I am arguing that the discovery of new sources and the revival of belgected sources shows that there are significant loose ends. That collapses the all, encompassing theory or paradigm.
Worse, it means that in terms of historical metholdogy, the strongest argument -- I claim -- is not Anderon-Swanson-Kosminski, or its Cohen variations, or Andrews-Littlechild-Tumblety, but rather Druitt-Farquharson-Macnaghten.
That the mystery was solved in 1891. This was shared with the public, albeit in veiled form from 1898 to 1917, but the solution was forgotten once Macnaghten (and Sims) died in 1921 and 1922 respectively.
Leave a comment:
-
What's a "redundant paradigm"? do you mean it's predicated on itself, and is therefore circular? or do you mean "often repeated"? Or do you just mean that since, if it were the case that Mac had no accurate information, stating the rest of it is beside the point?Originally posted by Jonathan H View PostBut it is an essential part of the redundant paradigm that Montie was gay, he had nothing to do with Whitechapel, Mac knew nothing accurate about him, and so on.

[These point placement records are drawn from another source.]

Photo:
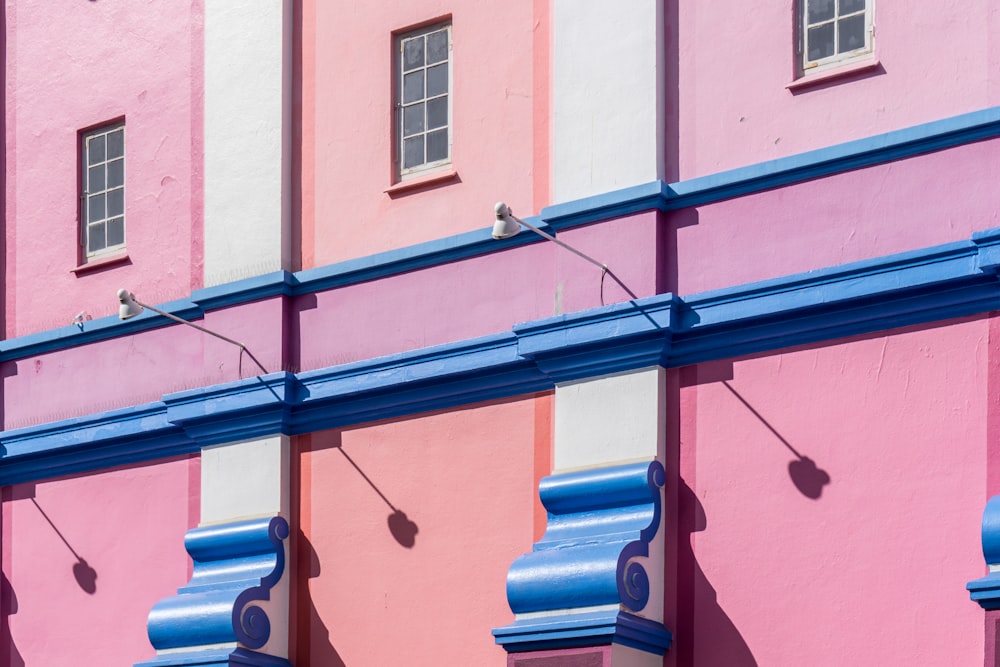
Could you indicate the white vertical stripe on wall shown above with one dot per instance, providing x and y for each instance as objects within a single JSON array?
[
  {"x": 607, "y": 95},
  {"x": 248, "y": 59}
]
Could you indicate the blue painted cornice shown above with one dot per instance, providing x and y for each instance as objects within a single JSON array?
[
  {"x": 927, "y": 285},
  {"x": 986, "y": 590},
  {"x": 235, "y": 565},
  {"x": 600, "y": 524}
]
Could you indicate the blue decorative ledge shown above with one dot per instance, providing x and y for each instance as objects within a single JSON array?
[
  {"x": 986, "y": 590},
  {"x": 584, "y": 584},
  {"x": 235, "y": 566}
]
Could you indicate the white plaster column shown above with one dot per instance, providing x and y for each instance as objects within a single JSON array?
[
  {"x": 248, "y": 87},
  {"x": 608, "y": 96}
]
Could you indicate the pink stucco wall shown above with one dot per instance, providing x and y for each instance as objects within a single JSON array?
[
  {"x": 494, "y": 104},
  {"x": 373, "y": 592},
  {"x": 128, "y": 526},
  {"x": 731, "y": 108},
  {"x": 85, "y": 64},
  {"x": 873, "y": 570}
]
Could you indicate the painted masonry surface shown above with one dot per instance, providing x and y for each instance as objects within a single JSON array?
[{"x": 758, "y": 427}]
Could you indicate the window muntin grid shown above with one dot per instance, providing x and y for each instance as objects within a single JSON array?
[
  {"x": 103, "y": 190},
  {"x": 835, "y": 32},
  {"x": 423, "y": 100}
]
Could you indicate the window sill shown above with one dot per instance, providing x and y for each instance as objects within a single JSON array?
[
  {"x": 833, "y": 75},
  {"x": 425, "y": 182},
  {"x": 102, "y": 263}
]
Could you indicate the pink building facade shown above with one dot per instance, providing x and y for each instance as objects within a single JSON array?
[{"x": 741, "y": 416}]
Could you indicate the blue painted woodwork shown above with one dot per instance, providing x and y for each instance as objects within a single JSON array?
[
  {"x": 600, "y": 524},
  {"x": 235, "y": 565},
  {"x": 986, "y": 590}
]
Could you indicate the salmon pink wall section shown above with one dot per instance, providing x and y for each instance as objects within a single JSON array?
[
  {"x": 86, "y": 64},
  {"x": 729, "y": 94},
  {"x": 909, "y": 204},
  {"x": 128, "y": 526},
  {"x": 861, "y": 555},
  {"x": 424, "y": 586},
  {"x": 492, "y": 112}
]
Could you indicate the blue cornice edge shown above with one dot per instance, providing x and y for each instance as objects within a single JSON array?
[
  {"x": 986, "y": 590},
  {"x": 235, "y": 564},
  {"x": 932, "y": 284},
  {"x": 574, "y": 630},
  {"x": 655, "y": 195}
]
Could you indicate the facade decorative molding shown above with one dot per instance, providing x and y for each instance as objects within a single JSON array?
[
  {"x": 235, "y": 567},
  {"x": 986, "y": 590},
  {"x": 932, "y": 284},
  {"x": 585, "y": 581}
]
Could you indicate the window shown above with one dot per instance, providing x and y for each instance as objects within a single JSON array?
[
  {"x": 423, "y": 100},
  {"x": 834, "y": 32},
  {"x": 103, "y": 196}
]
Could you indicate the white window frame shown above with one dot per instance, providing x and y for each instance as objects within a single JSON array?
[
  {"x": 402, "y": 102},
  {"x": 838, "y": 58},
  {"x": 102, "y": 192}
]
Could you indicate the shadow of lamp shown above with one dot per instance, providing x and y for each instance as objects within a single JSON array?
[{"x": 130, "y": 307}]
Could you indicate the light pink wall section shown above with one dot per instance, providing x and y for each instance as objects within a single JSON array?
[
  {"x": 465, "y": 479},
  {"x": 85, "y": 64},
  {"x": 872, "y": 571},
  {"x": 492, "y": 149},
  {"x": 128, "y": 524},
  {"x": 937, "y": 60}
]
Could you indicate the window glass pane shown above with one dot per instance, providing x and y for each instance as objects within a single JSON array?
[
  {"x": 437, "y": 113},
  {"x": 116, "y": 173},
  {"x": 437, "y": 145},
  {"x": 116, "y": 202},
  {"x": 820, "y": 10},
  {"x": 437, "y": 46},
  {"x": 116, "y": 144},
  {"x": 437, "y": 80},
  {"x": 413, "y": 119},
  {"x": 116, "y": 231},
  {"x": 413, "y": 86},
  {"x": 95, "y": 149},
  {"x": 413, "y": 152},
  {"x": 850, "y": 6},
  {"x": 413, "y": 53},
  {"x": 852, "y": 34},
  {"x": 95, "y": 207},
  {"x": 820, "y": 41},
  {"x": 95, "y": 238},
  {"x": 95, "y": 178}
]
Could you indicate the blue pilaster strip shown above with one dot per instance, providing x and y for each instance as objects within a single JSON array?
[
  {"x": 986, "y": 590},
  {"x": 600, "y": 524},
  {"x": 235, "y": 565}
]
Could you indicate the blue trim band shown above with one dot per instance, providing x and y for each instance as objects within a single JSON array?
[
  {"x": 929, "y": 285},
  {"x": 878, "y": 149}
]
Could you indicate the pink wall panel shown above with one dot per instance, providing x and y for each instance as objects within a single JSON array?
[
  {"x": 860, "y": 557},
  {"x": 493, "y": 107},
  {"x": 87, "y": 64},
  {"x": 374, "y": 592},
  {"x": 127, "y": 525},
  {"x": 936, "y": 60}
]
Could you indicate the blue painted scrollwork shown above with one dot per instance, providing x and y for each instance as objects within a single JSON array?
[
  {"x": 600, "y": 525},
  {"x": 235, "y": 567}
]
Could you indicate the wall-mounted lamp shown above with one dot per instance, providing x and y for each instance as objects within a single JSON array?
[
  {"x": 508, "y": 225},
  {"x": 130, "y": 307}
]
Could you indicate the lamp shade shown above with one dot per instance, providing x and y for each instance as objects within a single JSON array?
[
  {"x": 128, "y": 308},
  {"x": 506, "y": 225}
]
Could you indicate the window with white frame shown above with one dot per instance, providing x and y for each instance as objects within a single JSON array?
[
  {"x": 103, "y": 196},
  {"x": 834, "y": 32},
  {"x": 423, "y": 100}
]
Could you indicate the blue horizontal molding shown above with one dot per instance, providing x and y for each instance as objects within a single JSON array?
[
  {"x": 235, "y": 567},
  {"x": 929, "y": 285},
  {"x": 655, "y": 195}
]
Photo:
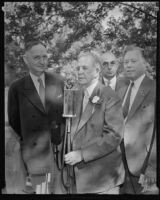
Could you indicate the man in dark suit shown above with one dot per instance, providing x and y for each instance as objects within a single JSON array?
[
  {"x": 35, "y": 105},
  {"x": 96, "y": 133},
  {"x": 139, "y": 115},
  {"x": 109, "y": 72}
]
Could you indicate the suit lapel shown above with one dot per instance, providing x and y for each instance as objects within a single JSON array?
[
  {"x": 142, "y": 92},
  {"x": 89, "y": 110},
  {"x": 78, "y": 106},
  {"x": 48, "y": 83},
  {"x": 32, "y": 94}
]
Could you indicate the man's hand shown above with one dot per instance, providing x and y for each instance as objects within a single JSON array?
[{"x": 73, "y": 157}]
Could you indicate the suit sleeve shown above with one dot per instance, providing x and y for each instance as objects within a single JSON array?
[
  {"x": 13, "y": 110},
  {"x": 112, "y": 132}
]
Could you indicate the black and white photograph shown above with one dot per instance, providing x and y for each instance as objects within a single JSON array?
[{"x": 80, "y": 101}]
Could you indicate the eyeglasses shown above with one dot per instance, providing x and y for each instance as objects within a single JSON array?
[{"x": 106, "y": 64}]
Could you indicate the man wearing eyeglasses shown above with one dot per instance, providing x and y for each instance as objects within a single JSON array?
[
  {"x": 109, "y": 72},
  {"x": 35, "y": 105},
  {"x": 138, "y": 109}
]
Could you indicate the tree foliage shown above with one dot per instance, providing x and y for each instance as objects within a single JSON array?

I wasn't arguing that Druitt was gay. Previously, I have argued that JTR, whoever he was, was not gay, because he killed women, but that is neither here nor there.
All I said was that I did not think we could assume "sexual insanity" = homosexuality, either as it applies to Druitt, or in some other case, as a Victorian used it.
I don't know whether Druitt was gay or not. I have not seen anything to suggest it, other than what I think is the incorrect assumption that Mac. thought he was based on what we understand "sexual insanity" to mean. I don't think we can 1) be sure what Mac. meant; nor 2) know that if Druitt were gay in the modern sense, Mac. would be aware of the fact.
The only thing that might be true is that Victorians probably thought any kind of sexual "deviancy," including homosexual acts, could cause a person to becomes insane, and therefore more likely to commit crimes, but while Victorians may have believed this, and therefore, if Mac. actually had correct information that Druitt had a male lover, Mac. might be more inclined to believe on the balance of evidence that Druitt could be guilty, there is no actual correlation. Being gay would not cause someone to become criminal, and therefore, even if Mac. possessed accurate evidence about Druitt's private life, that says nothing about Druitt's likelihood of being JTR. I suppose it could be his "private information," though.